A few years ago, I visited the Fortingall Yew — a tree growing in a small village in Scotland. You may find it somewhat humourous to hear me say that I “visited the Fortingall Yew;” however, that was, in fact, the exact purpose of my trip to the small village of Fortingall.
This particular tree is no ordinary pine tree. It’s been around for quite a while. Scientists believe that the age of the tree is at least 2,000 years, and it may be as old as 5,000 (some more generous estimates suggest the tree may be as old as 9,000 years).
Whatever its exact age, scientists agree that this tree is the oldest living thing on the planet. I felt this warranted a special trip.
As you can see in the photograph, the tree looks fairly large; however, when you get up close, you can see that it actually seems to be two separate trees. That is because the existing trees are offshoots from the original trunk, which has decayed over the last 200 years. The orginal trunk, measured in the mid 18th century, was about 50 feet in circumference. That’s a big, fat tree. Of course, by that time, it had been slowly growing for a few thousand years.
Anything that hangs around for so long is bound to inspire its share of legends and myths. Certainly, if we go with the higher age estimates, then it’s safe to assume that many different peoples travelled by and lived around this tree, including the pre-celts (tuatha de denaan?), the celts, the picts, the scots, the romans, the vikings, and so on until the present day. One legend even suggests that no less a historical (?) figure than Pontius Pilate played in the tree’s shade as a child (this seems unlikely to me, although there is a connection).
Beyond legend, what we can say for certain is that the tree is, at least, 2,000 years old; so, for all of us who may visit the tree, the tree was around long before our births. The current offshoots are very healthy, and, barring some unnatural calamity, we can safely suggest that the tree will outlive us, as well; that is, it will be around long after we are gone.
If a person is extrememly lucky, he/she may live to be about 100 years old, give or take a decade. What will you see in your lifetime? Who will you know? How will you spend your days?
“Taxus Baccata,” the scientific name for the English Yew Tree, lives for thousands of years, unless some calamity — or someone — destroys it.

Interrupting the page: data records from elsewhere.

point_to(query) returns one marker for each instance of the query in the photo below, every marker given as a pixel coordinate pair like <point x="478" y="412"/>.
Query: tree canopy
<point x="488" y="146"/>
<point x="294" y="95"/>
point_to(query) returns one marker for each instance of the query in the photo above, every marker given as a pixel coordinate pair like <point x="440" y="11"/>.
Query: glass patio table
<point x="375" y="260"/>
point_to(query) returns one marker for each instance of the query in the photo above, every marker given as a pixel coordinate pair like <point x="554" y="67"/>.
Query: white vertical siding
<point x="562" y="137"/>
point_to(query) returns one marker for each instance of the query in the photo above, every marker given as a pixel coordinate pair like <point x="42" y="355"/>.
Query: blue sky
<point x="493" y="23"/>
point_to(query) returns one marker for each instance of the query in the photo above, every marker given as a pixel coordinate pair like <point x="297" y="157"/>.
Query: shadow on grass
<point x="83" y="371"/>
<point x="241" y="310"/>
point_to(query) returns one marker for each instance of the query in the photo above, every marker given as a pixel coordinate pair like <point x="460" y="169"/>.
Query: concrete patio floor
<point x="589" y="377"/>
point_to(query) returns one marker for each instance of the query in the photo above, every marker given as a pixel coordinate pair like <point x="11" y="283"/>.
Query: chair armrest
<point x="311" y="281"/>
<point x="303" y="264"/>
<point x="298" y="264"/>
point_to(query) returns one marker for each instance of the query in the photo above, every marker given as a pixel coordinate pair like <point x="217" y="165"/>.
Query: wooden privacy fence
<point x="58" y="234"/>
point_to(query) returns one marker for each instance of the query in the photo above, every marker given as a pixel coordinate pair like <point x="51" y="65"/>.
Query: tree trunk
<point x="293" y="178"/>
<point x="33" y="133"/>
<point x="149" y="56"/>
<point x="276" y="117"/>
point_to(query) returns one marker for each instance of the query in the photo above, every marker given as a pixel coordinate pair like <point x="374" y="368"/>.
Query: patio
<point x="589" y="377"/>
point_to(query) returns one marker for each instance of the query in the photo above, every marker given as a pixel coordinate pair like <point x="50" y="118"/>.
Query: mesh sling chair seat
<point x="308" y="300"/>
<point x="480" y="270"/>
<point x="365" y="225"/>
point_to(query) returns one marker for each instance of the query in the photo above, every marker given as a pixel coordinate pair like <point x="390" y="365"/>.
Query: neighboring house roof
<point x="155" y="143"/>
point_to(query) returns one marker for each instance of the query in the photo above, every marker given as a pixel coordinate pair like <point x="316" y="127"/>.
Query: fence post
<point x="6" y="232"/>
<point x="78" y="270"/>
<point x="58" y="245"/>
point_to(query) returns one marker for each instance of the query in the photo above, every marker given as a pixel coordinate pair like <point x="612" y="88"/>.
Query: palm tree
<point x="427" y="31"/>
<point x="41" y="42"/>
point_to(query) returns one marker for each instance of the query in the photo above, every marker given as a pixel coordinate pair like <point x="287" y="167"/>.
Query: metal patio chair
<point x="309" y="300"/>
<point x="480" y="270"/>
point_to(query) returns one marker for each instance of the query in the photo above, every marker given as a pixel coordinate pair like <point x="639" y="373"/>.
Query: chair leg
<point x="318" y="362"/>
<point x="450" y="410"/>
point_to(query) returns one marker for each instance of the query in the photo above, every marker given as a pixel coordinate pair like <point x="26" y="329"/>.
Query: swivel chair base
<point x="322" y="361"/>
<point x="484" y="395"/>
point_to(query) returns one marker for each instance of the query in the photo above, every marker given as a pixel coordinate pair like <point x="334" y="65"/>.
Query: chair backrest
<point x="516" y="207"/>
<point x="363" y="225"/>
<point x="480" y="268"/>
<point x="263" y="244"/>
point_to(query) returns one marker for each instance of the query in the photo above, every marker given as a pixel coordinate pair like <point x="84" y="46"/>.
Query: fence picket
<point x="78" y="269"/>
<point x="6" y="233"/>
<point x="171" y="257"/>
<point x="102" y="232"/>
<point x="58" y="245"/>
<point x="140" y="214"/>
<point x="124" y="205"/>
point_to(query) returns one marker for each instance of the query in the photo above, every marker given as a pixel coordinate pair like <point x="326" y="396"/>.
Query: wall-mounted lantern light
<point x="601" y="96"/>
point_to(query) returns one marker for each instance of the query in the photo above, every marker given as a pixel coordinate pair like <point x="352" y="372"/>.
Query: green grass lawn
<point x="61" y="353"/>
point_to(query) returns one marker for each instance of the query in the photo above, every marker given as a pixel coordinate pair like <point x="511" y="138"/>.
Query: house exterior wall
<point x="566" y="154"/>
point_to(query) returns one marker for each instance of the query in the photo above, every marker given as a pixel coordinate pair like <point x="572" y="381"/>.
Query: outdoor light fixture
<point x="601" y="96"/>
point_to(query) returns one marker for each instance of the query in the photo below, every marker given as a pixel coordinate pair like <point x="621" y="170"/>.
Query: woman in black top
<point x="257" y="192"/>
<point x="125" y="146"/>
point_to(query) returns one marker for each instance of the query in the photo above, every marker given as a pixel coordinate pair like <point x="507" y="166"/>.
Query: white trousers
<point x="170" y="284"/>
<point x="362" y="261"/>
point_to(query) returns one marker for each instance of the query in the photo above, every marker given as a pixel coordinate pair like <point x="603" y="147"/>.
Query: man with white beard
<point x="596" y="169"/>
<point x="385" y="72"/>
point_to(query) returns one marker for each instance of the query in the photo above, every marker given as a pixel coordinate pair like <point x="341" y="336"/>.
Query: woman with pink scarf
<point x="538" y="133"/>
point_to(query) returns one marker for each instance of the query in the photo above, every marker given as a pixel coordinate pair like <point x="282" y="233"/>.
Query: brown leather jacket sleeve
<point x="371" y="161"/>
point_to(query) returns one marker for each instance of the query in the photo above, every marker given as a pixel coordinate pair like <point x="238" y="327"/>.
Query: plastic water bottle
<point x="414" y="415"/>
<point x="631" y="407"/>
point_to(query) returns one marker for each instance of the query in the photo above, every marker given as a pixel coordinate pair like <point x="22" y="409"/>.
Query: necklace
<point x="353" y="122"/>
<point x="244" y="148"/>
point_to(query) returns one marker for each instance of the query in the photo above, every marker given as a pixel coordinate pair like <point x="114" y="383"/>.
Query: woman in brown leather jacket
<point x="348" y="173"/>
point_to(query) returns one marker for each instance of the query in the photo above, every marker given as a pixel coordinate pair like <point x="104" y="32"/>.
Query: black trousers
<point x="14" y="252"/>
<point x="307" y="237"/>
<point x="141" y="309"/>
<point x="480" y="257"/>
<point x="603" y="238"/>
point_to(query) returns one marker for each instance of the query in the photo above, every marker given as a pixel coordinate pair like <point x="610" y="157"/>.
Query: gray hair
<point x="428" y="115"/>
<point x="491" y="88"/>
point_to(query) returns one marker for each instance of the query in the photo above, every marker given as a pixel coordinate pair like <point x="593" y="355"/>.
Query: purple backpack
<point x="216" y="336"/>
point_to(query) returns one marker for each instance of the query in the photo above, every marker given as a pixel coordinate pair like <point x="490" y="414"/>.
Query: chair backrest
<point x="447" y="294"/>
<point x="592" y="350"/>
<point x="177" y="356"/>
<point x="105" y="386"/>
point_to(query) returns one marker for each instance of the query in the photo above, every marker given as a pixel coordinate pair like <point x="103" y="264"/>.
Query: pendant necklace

Sometimes, as I worry about the problems facing us (”us” in all of its meanings: family, friends, citizens, global community), I think about the yew tree. I think about it’s lack of consciousness, and its simple purpose to go on living. Without emotion or thought, it survives day after day, season after season, year after year. It is unconcerned, and it fully lives within its environment, fulfilling its part in the environmental chain.
I can believe in the Fortingall Yew.